The Mamdani Effect is the collapse of long-claimed alliances with Jews the moment they become inconvenient. It is the legitimization of anti-Israel sentiment at the highest levels of New York politics and the tacit acceptance — even embrace — of the antisemitism that often accompanies that movement.
For years, New York’s political class has made a show of standing with Jews. They have walked in our parades, posed for photos in our synagogues, issued statements after antisemitic attacks, and spoken passionately in defense of Israel’s right to exist. That record was built carefully because it played well politically. But now, with a mayoral race turning toward a candidate who has made numerous antisemitic statements and is strongly tied to organizations that relentlessly single out the Jewish state as the world’s foremost human rights violator, those same politicians are abandoning their past positions almost overnight.
Some have gone further than quiet retreat. A number of city and state officials are openly endorsing Mamdani. These are not people moved by ideology or principle. They are opportunists. They see a candidate who looks like a winner and want their name attached to him early, even if it means endorsing someone who aligns with movements that fundamentally reject Jewish sovereignty. They believe the cost of betraying their Jewish constituents is outweighed by the potential political payoff.
Others are taking a slower path toward the same destination. They are not endorsing him, but they are gradually softening their stance on Israel and shifting toward rhetoric that mirrors the activist left. Andrew Cuomo once signed executive orders aimed at countering the boycott movement. Today he speaks in more careful and qualified terms that dilute his past positions.
These adjustments are calculated political decisions by elected officials who know the record and know the stakes. They understand that Mamdani’s politics leave no room for the Jewish state. They understand that his alliances with certain organizations are not a minor detail but the core of his political identity. And they nevertheless choose popularity over principle.
Jewish leadership in New York has failed in a different but equally serious way. The major organizations that exist to protect the community’s interests seem to have been caught flat-footed. They did not produce or rally behind a candidate with the ability to compete. They failed to create a coordinated plan to keep long-standing political allies from switching sides. They could not convince Cuomo or Adams to sit out the race. Perhaps they assumed Mamdani could not win. If so, that assumption was reckless.

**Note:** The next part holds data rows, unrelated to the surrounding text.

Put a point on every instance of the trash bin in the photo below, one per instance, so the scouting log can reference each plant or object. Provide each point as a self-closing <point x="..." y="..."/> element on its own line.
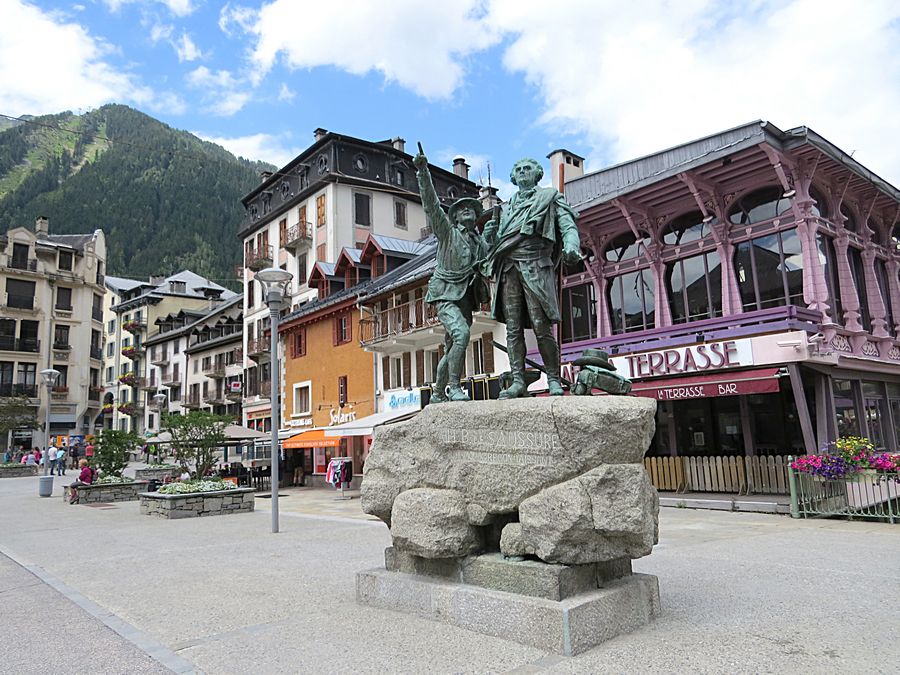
<point x="45" y="487"/>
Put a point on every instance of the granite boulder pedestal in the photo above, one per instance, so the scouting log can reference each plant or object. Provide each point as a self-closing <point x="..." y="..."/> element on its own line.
<point x="518" y="518"/>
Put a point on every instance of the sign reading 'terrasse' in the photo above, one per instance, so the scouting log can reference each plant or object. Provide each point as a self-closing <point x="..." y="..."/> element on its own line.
<point x="680" y="360"/>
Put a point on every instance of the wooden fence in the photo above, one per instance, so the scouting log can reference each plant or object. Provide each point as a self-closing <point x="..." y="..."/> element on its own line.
<point x="736" y="475"/>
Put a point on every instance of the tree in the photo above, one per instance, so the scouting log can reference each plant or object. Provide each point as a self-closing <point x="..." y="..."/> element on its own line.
<point x="16" y="412"/>
<point x="195" y="438"/>
<point x="111" y="451"/>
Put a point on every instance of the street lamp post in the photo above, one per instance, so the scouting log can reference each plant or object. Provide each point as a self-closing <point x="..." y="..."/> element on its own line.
<point x="49" y="376"/>
<point x="275" y="282"/>
<point x="159" y="400"/>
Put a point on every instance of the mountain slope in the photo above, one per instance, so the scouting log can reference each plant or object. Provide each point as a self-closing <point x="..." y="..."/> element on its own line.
<point x="165" y="199"/>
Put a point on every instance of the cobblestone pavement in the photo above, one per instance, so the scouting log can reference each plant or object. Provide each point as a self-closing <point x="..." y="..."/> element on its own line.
<point x="741" y="593"/>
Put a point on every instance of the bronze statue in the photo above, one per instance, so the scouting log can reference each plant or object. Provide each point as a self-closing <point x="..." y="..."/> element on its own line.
<point x="535" y="232"/>
<point x="455" y="289"/>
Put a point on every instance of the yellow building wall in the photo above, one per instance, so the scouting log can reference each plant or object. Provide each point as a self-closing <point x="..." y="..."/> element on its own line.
<point x="323" y="364"/>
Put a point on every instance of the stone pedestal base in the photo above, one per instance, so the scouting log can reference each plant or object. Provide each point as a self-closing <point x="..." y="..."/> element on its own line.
<point x="568" y="626"/>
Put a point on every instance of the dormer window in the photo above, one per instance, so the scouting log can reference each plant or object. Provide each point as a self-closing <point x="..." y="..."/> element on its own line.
<point x="66" y="260"/>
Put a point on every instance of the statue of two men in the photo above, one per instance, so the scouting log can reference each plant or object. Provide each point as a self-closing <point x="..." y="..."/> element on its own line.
<point x="522" y="252"/>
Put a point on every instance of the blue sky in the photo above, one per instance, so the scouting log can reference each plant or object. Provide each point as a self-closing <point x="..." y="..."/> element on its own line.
<point x="492" y="80"/>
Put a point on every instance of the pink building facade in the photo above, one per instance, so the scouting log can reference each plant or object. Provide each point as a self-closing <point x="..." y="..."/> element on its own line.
<point x="750" y="282"/>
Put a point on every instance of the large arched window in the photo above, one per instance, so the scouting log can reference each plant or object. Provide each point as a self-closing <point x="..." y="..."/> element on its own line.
<point x="631" y="301"/>
<point x="695" y="287"/>
<point x="686" y="228"/>
<point x="625" y="247"/>
<point x="579" y="313"/>
<point x="769" y="271"/>
<point x="761" y="205"/>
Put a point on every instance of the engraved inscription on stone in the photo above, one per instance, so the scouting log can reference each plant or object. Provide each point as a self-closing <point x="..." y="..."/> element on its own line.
<point x="495" y="446"/>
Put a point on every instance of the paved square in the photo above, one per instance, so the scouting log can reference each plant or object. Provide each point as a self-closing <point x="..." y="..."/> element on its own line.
<point x="741" y="593"/>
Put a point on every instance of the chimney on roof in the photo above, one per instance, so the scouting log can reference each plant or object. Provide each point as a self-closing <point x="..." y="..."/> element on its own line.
<point x="564" y="166"/>
<point x="460" y="168"/>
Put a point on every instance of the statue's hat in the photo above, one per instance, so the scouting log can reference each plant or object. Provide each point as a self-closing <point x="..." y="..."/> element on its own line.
<point x="465" y="201"/>
<point x="594" y="357"/>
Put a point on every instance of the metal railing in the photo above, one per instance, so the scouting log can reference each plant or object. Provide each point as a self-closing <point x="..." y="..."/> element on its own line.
<point x="297" y="236"/>
<point x="10" y="389"/>
<point x="405" y="318"/>
<point x="757" y="474"/>
<point x="12" y="344"/>
<point x="869" y="494"/>
<point x="259" y="258"/>
<point x="19" y="301"/>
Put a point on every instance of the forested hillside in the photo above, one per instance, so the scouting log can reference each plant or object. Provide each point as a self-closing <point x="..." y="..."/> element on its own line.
<point x="165" y="199"/>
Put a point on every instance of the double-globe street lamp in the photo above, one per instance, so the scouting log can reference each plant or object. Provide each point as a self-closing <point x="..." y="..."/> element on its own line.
<point x="275" y="284"/>
<point x="49" y="376"/>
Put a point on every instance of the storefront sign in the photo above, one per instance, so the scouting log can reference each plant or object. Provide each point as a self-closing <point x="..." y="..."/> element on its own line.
<point x="402" y="399"/>
<point x="680" y="360"/>
<point x="721" y="387"/>
<point x="336" y="416"/>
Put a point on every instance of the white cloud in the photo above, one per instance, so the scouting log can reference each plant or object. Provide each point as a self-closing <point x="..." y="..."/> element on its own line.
<point x="176" y="7"/>
<point x="285" y="93"/>
<point x="418" y="45"/>
<point x="264" y="147"/>
<point x="186" y="49"/>
<point x="38" y="80"/>
<point x="638" y="77"/>
<point x="223" y="93"/>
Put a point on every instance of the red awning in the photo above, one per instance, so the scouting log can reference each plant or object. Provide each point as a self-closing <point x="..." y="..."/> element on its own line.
<point x="721" y="383"/>
<point x="314" y="438"/>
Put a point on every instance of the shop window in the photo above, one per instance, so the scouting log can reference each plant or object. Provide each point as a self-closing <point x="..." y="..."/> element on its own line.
<point x="857" y="269"/>
<point x="625" y="247"/>
<point x="761" y="205"/>
<point x="631" y="301"/>
<point x="687" y="228"/>
<point x="845" y="409"/>
<point x="770" y="271"/>
<point x="695" y="287"/>
<point x="579" y="313"/>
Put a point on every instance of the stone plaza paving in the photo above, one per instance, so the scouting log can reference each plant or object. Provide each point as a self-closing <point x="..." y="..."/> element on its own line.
<point x="103" y="589"/>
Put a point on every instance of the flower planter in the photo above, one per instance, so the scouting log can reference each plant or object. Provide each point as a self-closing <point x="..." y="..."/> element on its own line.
<point x="155" y="474"/>
<point x="18" y="471"/>
<point x="197" y="504"/>
<point x="110" y="492"/>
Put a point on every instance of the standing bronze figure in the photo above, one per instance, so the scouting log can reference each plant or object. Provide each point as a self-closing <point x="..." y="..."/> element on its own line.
<point x="455" y="289"/>
<point x="535" y="232"/>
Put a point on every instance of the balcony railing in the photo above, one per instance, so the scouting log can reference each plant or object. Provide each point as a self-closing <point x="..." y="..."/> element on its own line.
<point x="10" y="389"/>
<point x="170" y="378"/>
<point x="215" y="370"/>
<point x="405" y="318"/>
<point x="21" y="263"/>
<point x="191" y="401"/>
<point x="298" y="236"/>
<point x="258" y="347"/>
<point x="18" y="301"/>
<point x="12" y="344"/>
<point x="259" y="258"/>
<point x="134" y="326"/>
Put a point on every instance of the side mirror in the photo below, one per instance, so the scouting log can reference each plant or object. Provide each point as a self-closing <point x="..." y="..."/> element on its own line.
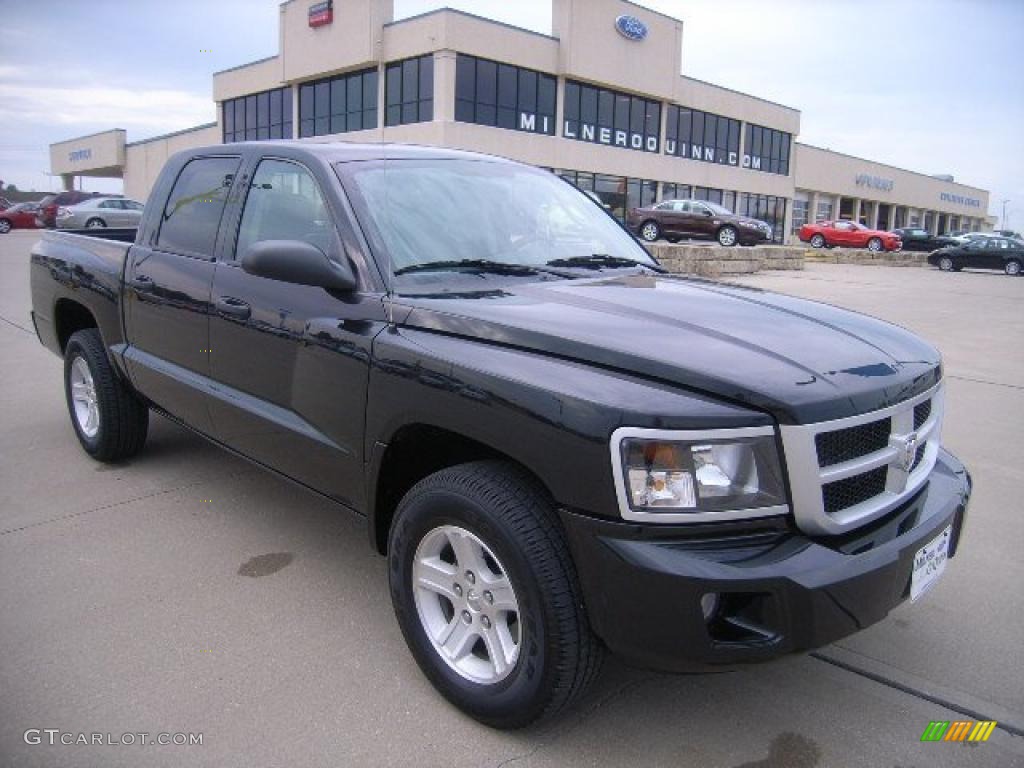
<point x="298" y="262"/>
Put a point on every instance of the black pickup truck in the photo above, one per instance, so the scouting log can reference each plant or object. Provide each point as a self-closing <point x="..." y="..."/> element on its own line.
<point x="560" y="449"/>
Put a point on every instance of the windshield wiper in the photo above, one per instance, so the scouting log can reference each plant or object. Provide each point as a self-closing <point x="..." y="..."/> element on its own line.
<point x="479" y="265"/>
<point x="598" y="260"/>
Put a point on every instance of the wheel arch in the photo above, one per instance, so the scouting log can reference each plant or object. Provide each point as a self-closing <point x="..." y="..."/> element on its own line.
<point x="70" y="316"/>
<point x="415" y="452"/>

New York City is home to the second largest Jewish population in the world. The idea that such a consequential election could tilt so heavily toward a candidate who is openly aligned with the anti-Israel movement without any sustained, public counter-effort from Jewish leadership is almost unthinkable. It is also proof that our influence is far smaller than critics claim, and that the will to use what influence exists is weaker than we want to believe.
This is about far more than one election. Mamdani’s rise would normalize hostility toward Israel at the very top of city politics. It would give legitimacy to activists who believe that supporting Palestinian rights requires the erasure of Jewish ones. It would embolden anyone in New York who wants to import the slogans and tactics of global anti-Israel campaigns into local politics. And it would send a message to the next generation that such a platform is not only acceptable but potentially a winning strategy.
I think about my grandparents often in this context. They fled Eastern Europe to escape leaders who built their careers on targeting Jews and turning public resentment into political capital. They lived under regimes that claimed moral purpose while destroying Jewish life. They could never have imagined that in New York City, in the twenty-first century, a candidate whose politics carry echoes of the same hostility could be embraced by the political mainstream. What makes it worse is that this is not happening through violence or coercion. It is happening because everyday New Yorkers, many of whom support him out of a misguided sense of virtue, are willing to vote for someone like Mamdani.
The Mamdani Effect is a test, and so far the results are ugly. It shows how quickly politicians will discard their commitments when the political incentives change. It shows how easily antisemitism can be repackaged as a human rights cause. It shows how fragile our alliances really are, and how unprepared many of our own leaders are to confront a challenge of this scale. The mayoral race is a warning. If this is how quickly the support collapses in New York, the place with one of the largest Jewish populations in the world, what happens in places where our numbers are far smaller and our influence even more limited?
If this moment does not shock the Jewish community into rethinking how it organizes and protects itself politically, then we will see this pattern repeat again and again. And each time, the betrayals will come faster, and the consequences more severe.